G.M.O. Labeling Law Challenged

By Isabelle Dietz

Vermont Governor Peter Shumlin is facing a serious ramification for a GMO labeling bill he recently passed, in the form of a major lawsuit. The bill on genetically modified food products (GMOs), approved this past spring, will require GMOs sold in Vermont to be labeled by July 1, 2016. Vermont will be the first state to implement GMO labeling. Four national organizations filed a lawsuit on June 12th over this GMO labeling law (also known as Act 120), because they claim that GMOs do not need to be declared to consumers, as they do not affect customer safety or health.
“Vermont’s mandatory GMO labeling law — Act 120 — is a costly and misguided measure that will set the nation on a path toward a 50-state patchwork of GMO labeling policies that do nothing to advance the health and safety of consumers,” the Grocery Manufacturers Association said in a statement about the lawsuit.

Governor Shumlin signed Act 120 into law in May, after the Vermont House approved it by a margin of 114-30 in April. The bill specifies that any product “partially produced with genetic engineering,” that “may be produced with genetic engineering” or is “produced with genetic engineering,” will be considered a GMO, and encompasses all food products in Vermont. Sixty countries currently require GMOs to be labeled.
“I am proud of Vermont for being the first state in the nation to ensure that Vermonters will know what is in their food,” Shumlin said in a statement at the time.

Roughly 60 to 70 percent of processed foods in the United States contain genetically modified materials. Yet, only half of citizens understood that GMOs are sold in grocery stores, and under a quarter believed they had ever eaten GMOs.

The World Health Organization (WHO) states that GMOs should be assessed on a “case by case basis,” because “it is not possible to make general statements on the safety of all GMO foods.”

Act 120 was passed with the hope of making food information more transparent to customers. However, many argue that such transparency is unnecessary when GMOs have not been definitely proved as harmful.

“Act 120 imposes burdensome new speech requirements — and restrictions — that will affect, by Vermont’s count, eight out of every ten foods at the grocery store,” the Grocery Manufacturers Association (GMA) said in a statement. “Vermont has effectively conceded this law has no basis in health, safety or science. That is why a number of product categories, including milk, meat, restaurant items and alcohol, are exempt from the law. This means that many foods containing GMO ingredients will not actually disclose that fact.”

The four plaintiff organizations that are arguing that the new law is unconstitutional are the GMA, the Snack Food Association, the International Dairy Foods Association and the National Association of Manufacturers.
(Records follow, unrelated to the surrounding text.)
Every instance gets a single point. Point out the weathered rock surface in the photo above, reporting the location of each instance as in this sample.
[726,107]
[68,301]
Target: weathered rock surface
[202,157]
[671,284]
Their lawsuit argues that the 2016 deadline for Act 120 is a difficult one for the plaintiffs to meet, and one that might require them to revise labels for every single product – even those not sold in Vermont. In addition, the lawsuit points out that since 1994 the FDA has confirmed the safety of more than 100 genetically engineered crops for human consumption.

The plaintiffs are also arguing that GMO regulation resides within the domain of federal, not state, laws.

“The Act exceeds Vermont’s authority under the United States Constitution. The Act should be invalidated and enjoined in its entirety,” the lawsuit argues.

Even last spring when the GMO bill was passed, lawmakers were aware that it would probably be contested in court. Attorney General William Sorrel said last Thursday that he had told lawmakers that the lawsuit would be “a heck of a fight, but we would zealously defend the law.”